—¿Y tú qué haces aquí? ¡Lárgate de mi piso, soy la nueva mujer de tu marido! —me espetó una rubia en la puerta.
La llave giró en la cerradura con un chirrido tenso, poco habitual.
Empujé la puerta, esperando el olor conocido de mi hogar: una mezcla de mi perfume y el leve aroma del barniz para el suelo.
Pero me golpeó un aroma ajeno, empalagoso y dulzón.
Me quedé paralizada en el umbral, sin encender la luz. Algo no iba bien.
En el perchero del recibidor, junto al abrigo de mi marido, colgaba un cárdigan rojo chillón que nunca había visto.
Mis zapatillas de estar por casa, siempre dejadas junto a la entrada, estaban arrinconadas en un rincón, y en su lugar, unos elegantes tacones de mujer.
El corazón me dio un vuelco. Había vuelto del viaje de trabajo un día antes, queriendo dar una sorpresa. Parece que la sorpresa era para mí.
Avancé lentamente hacia el salón, intentando no hacer ruido. Sobre la mesa auxiliar, un jarrón con lirios frescos. Yo odiaba los lirios, me daban alergia.
Alejandro lo sabía perfectamente.
Junto al jarrón, un libro abierto con portada brillante. No era mío.
Saqué el móvil. Los dedos me temblaron al marcar su número. Los tonos de llamada, interminables, acabaron con mi compostura. No contestaba.
En la cocina, huellas de una cena reciente. Dos tazas de nuestra vajilla de boda en el fregadero. En una, el rastro de un labial rosa intenso.
Un zumbido crecía en mi cabeza, como un enjambre de abejas. No podía ser verdad.
Era una broma de mal gusto. ¿Quizá había venido su prima de Zaragoza, de la que a veces hablaba? Pero ¿por qué no me avisó?
Volví a llamar. Nada.
De repente, la llave giró de nuevo en la cerradura. Retrocedí hacia la sombra, pegada a la pared.
La puerta se abrió, y entró una rubia joven. Dejó las bolsas de la compra con naturalidad, como si lo hubiera hecho mil veces, y se quitó los zapatos.
Al girarse para encender la luz, me vio.
No hubo miedo en su rostro. Solo una leve sorpresa que se tornó en fría irritación. Me escrutó de arriba abajo.
—¿Sigues aquí? —preguntó, como si fuera un trasto olvidado que la asistenta no hubiera guardado.
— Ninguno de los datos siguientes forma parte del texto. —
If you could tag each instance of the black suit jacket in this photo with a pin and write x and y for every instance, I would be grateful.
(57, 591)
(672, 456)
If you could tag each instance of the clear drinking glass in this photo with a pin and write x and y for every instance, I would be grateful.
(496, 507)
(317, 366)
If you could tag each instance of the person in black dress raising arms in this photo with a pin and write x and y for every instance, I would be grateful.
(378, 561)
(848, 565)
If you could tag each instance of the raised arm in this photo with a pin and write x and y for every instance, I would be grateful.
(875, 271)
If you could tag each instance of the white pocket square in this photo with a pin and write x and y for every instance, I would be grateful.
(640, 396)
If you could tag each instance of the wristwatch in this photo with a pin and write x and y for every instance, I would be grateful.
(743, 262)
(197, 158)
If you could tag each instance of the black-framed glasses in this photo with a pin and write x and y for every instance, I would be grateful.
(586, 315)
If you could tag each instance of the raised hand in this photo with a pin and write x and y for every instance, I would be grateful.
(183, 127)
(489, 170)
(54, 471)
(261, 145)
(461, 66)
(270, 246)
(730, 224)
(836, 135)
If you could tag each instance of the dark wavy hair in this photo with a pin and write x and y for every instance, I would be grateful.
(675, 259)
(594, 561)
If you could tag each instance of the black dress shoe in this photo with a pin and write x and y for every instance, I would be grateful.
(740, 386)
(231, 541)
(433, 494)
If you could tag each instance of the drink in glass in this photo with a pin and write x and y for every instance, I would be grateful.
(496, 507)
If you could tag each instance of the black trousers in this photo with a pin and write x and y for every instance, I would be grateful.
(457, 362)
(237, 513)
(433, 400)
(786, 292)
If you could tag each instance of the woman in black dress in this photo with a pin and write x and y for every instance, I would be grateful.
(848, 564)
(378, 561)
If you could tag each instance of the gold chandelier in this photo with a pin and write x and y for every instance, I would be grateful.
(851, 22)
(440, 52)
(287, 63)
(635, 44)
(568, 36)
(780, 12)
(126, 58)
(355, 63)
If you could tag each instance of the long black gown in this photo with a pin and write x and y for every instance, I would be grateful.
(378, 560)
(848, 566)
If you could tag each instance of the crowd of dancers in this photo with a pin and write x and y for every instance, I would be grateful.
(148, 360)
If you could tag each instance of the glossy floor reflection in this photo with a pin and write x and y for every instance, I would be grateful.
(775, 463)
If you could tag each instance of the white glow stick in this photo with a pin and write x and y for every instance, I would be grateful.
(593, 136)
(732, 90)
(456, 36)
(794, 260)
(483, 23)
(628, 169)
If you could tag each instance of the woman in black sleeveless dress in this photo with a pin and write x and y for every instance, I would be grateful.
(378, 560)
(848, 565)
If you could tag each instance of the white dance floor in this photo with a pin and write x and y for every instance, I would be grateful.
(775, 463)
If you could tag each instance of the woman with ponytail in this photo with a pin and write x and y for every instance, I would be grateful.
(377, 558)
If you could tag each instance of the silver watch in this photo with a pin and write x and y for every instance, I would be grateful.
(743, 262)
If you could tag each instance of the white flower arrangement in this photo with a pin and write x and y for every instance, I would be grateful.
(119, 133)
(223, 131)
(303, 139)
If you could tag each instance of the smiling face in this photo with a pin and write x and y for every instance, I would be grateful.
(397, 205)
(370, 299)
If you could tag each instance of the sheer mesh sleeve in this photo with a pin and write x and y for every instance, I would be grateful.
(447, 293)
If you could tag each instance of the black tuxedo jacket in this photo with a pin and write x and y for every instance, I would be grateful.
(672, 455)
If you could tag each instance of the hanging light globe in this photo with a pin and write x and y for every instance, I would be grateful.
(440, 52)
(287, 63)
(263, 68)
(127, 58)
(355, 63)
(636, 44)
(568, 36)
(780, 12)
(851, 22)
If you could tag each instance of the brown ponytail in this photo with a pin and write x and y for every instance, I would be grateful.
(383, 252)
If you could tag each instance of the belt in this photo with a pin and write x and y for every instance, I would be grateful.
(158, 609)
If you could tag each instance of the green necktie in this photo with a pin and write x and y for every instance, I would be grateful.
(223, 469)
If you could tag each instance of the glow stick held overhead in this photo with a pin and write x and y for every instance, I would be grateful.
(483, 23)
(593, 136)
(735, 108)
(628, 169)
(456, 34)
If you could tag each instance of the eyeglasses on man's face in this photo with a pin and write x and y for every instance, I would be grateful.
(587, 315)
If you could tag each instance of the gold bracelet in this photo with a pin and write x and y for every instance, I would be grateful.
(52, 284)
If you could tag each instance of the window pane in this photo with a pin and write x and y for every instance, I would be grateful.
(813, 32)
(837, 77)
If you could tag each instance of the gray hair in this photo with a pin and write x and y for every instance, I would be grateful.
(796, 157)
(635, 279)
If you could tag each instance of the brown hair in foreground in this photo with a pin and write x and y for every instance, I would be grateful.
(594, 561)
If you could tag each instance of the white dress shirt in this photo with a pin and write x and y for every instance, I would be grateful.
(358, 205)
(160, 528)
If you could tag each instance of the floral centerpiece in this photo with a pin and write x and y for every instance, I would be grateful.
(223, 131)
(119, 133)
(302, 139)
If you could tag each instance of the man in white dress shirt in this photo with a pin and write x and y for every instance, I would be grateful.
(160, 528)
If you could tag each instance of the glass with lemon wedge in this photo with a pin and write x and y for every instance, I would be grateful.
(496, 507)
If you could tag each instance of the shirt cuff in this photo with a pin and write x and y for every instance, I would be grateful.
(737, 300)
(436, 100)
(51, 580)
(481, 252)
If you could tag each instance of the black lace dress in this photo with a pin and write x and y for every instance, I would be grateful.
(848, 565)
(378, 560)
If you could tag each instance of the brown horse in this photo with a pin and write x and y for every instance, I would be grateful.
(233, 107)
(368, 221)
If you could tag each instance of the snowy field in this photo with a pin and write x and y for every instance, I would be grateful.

No pude responder. Solo la miraba, sin aire en los pulmones.
Ella resopló, cruzando los brazos. Su mirada se endureció.
—No voy a repetirlo. Recoge tus cosas y lárgate de mi casa.
El shock inicial dio paso a una ira glacial. Di un paso adelante, saliendo de las sombras.
—¿Tu casa? ¿Estás bien de la cabeza? Este piso es mío. Mío y de mi marido.
La rubia soltó una risa corta, desagradable.
—Exmarido —corrigió, marcando cada sílaba—. Y el piso es mío ahora. Nuestro. Vivimos aquí. Parece que te cuesta entenderlo.
Pasó al salón, cogió la manta que traje de Estocolmo el año pasado y la tiró al sofá con gesto de asco.
—Alejandro pidió que esto fuera sin dramas. Odia las escenas. Así que sé buena chica: coge lo necesario y vete.
Mi mente se negaba a aceptar la realidad. Parecía una obra de teatro absurda.
—No me voy a ninguna parte —dije firme, aunque la voz me tembló—. Llamaré a la policía.
—Adelante —se encogió de hombros—. ¿Y qué les dirás? ¿Que la exmujer se niega a irse? Se reirán. Los papeles están en orden.
Fue al aparador, donde estaban nuestras fotos. Cogió una: sonreíamos en Italia.
—Qué bonito —dijo con falsa dulzura—. Pero es basura. Pronto habrá fotos nuevas.
Y la estrelló contra el cubo de la basura. El cristal se hizo añicos.
Ese sonido fue la gota que colmó el vaso. Me abalancé sobre ella.
—¡¿Quién te crees que eres?!
Me apartó con facilidad. Frágil, pero fuerte.